Le raout autour de l’IA qui s’est tenu au Grand palais – et qui a fourni l’occasion à Emmanuel Macron de déployer son rôle préféré de copain tactile des grands de ce monde sur la scène internationale – avait pour coprésident le Premier ministre indien, Narendra Modi. Le pays – dorénavant, le plus peuplé du monde et la cinquième économie mondiale – est passé maître du “multi-alignement”, un concept résumé par le ministre des Affaires étrangères, Jaishankar Subrahmanyam : “S’impliquer aux côtés des Etats-Unis, gérer la relation avec la Chine, cultiver les liens avec l’Europe, rassurer la Russie, inclure le Japon et nos voisins dans le jeu diplomatique, tout en élargissant l’espace traditionnel de nos soutiens.” Autrement dit l’Inde est partout. G20, Organisation de coopération de Shanghai (OCS), Brics et enfin Dialogue quadrilatéral pour la sécurité (Quad) avec l’Australie, les Etats-Unis et le Japon.
Et s’il est évident qu’il faut traiter – courtiser, même – l’incontournable géant indien, qui possède l’arme nucléaire depuis 1998, y a-t-il quelqu’un dans la salle pour s’émouvoir de “l’hindutva” appliqué par Narendra Modi et son bras droit Amit Shah ? L’hindutva, c’est le suprémacisme hindou. Dans les faits, c’est la cancel culture, sauce indienne : l’uniformisation par l’indianité, la domination de l’hindouisme.

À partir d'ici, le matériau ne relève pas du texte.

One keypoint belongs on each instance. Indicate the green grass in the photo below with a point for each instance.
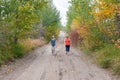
(109, 57)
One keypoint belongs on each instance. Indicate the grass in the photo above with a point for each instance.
(19, 50)
(109, 57)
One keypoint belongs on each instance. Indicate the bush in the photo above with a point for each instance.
(109, 57)
(17, 50)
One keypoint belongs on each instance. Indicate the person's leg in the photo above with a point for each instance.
(67, 49)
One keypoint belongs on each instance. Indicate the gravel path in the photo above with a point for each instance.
(40, 64)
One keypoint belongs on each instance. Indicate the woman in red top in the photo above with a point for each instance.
(67, 44)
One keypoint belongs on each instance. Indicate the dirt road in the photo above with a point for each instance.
(40, 64)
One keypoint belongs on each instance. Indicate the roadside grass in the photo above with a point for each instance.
(109, 57)
(19, 50)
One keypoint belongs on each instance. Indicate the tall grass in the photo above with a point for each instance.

C’est la réécriture des manuels scolaires où l’assassin de Gandhi, Nathuram Godse, n’est plus présenté comme le nationaliste hindou qu’il était, où la période moghole des empereurs musulmans entre le XVIe et le XIXe siècles disparaît – mieux vaut en rire : sur les réseaux sociaux indiens, l’image du Taj Mahal, mausolée construit par Shâh Jahân, cinquième empereur moghol-musulman, est auréolée de cette légende : “Cette structure de marbre blanc est apparue de nulle part à Agra en 1653” -, où Maulana Abul Kalam Azad, militant pour l’indépendance aux côtés de Nehru, n’existe plus.
Effacement et persécution
L’hindutva, c’est Charles Darwin et la théorie de l’évolution effacés du programme obligatoire des élèves indiens car, pour les hindous radicaux, dès que l’homme est apparu sur Terre, il était homme et personne n’a jamais vu, de ses propres yeux vus, un singe se transformer en être humain. Sont aussi “effacés” : le tableau périodique des éléments chimiques de Mendeleïev, l’étude de l’électromagnétisme et le théorème de Pythagore, car ils n’existent pas dans les textes sacrés. D’après Narendra Modi, le dieu Ganesh serait la preuve que l’Inde maîtrisait la chirurgie plastique depuis la nuit des temps ; les textes “prouvent” que l’Inde ancienne fabriquait déjà des avions géants et des fusées et que la télévision et Internet étaient inventés par les divinités hindoues. Ajoutons encore que Modi ne croie pas au réchauffement climatique : ” Si nous changeons, c’est que Dieu a construit le système de telle sorte qu’il puisse s’équilibrer de lui-même.”
En 2019 enfin, Modi et Shah ont mis fin à l’autonomie de la région à majorité musulmane du Jammu-et-Cachemire ; en 2020, ils ont décrété que les réfugiés musulmans d’Afghanistan, du Pakistan et du Bangladesh ne pourraient plus demander la nationalité indienne (les hindous, sikhs, jaïns, bouddhistes, chrétiens, parsis, peuvent, eux, le faire). Les attaques antimusulmanes sont quotidiennes, les chrétiens sont persécutés, les églises régulièrement incendiées. Amit Shah ne parle pas de musulmans mais d’infiltrés, il promet de “chasser hors du pays les infiltrés illégaux qui vivent comme des termites dans le sol indien et de les cueillir les uns après les autres pour les jeter dans le golfe du Bengale”.
Cher lecteur, je te propose un jeu : relire cette chronique en remplaçant Inde par Etats-Unis, et Modi-Shah par Trump-Musk. L’effet est saisissant. Pourtant, il n’y a eu ni Une accrocheuse, ni prestigieux plateau de télévision débattant sur les dangers du suprémacisme hindou ou du racialisme indien qui rappellerait des heures sombres, pas une seule bruyante indignation publique pour dénoncer le sort réservé aux minorités musulmanes et chrétiennes en terre indienne. Le paternalisme a toujours le même visage : celui du racisme qui voit l’Indien comme une éternelle victime et le Blanc toujours comme un bourreau.